The letter, signed by Carles Puigdemont, Toni Comín and Clara Ponsatí, says it is shameful that "Pablo Casado, leader of the PP, attended a mass to pay tribute to the late Spanish dictator." And it adds that the incident also has a deeper significance, as "a metaphor for many things that are deeply wrong in the Spanish state," warns the letter, noting that Casado said he was unaware of the purpose of the mass and that he was there "by mistake."
The MEPs provide additional background to the incident, reminding their colleagues that Spain is "the only EU country that has not built its democracy on the defeat of totalitarian regimes" and state the fact that Casado "attended a mass in memory of a man who ordered the killing, imprisonment or forced exile of hundreds of thousands of people".

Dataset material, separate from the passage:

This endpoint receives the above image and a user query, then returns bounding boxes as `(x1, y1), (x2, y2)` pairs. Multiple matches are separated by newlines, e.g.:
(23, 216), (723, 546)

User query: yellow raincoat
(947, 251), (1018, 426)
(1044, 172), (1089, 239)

The text explains that, 46 years after the dictator's death, it is still possible to pay tribute to him in Spain; that masses are celebrated annually in many places in commemoration of his death; that the Francisco Franco Foundation, an organization set up to promote the positive memory of the dictator, is still legal; and that the crimes of Franco’s fascist regime have never been tried or their victims rehabilitated due to the 1977 Amnesty Law.
Unopened graves
The letter from Puigdemont, Comín and Ponsatí also recalls that the Spanish government "does not want to derogate this Amnesty law, although this would be the only way to ensure effective prosecution of crimes committed by the Francoist regime". "As strange as it may seem, Spain is still the second country in the world with the most people buried in unopened mass graves, just behind Cambodia," notes the text, which recalls that most of these victims were killed by Francoists troops during the Civil War or in the years afterwards.
"Banalizing and paying homage to fascist dictators should not be tolerated," concludes the text, which is accompanied by information from UK newspaper The Guardian reporting Pablo Casado's presence at the mass in honour of Francisco Franco.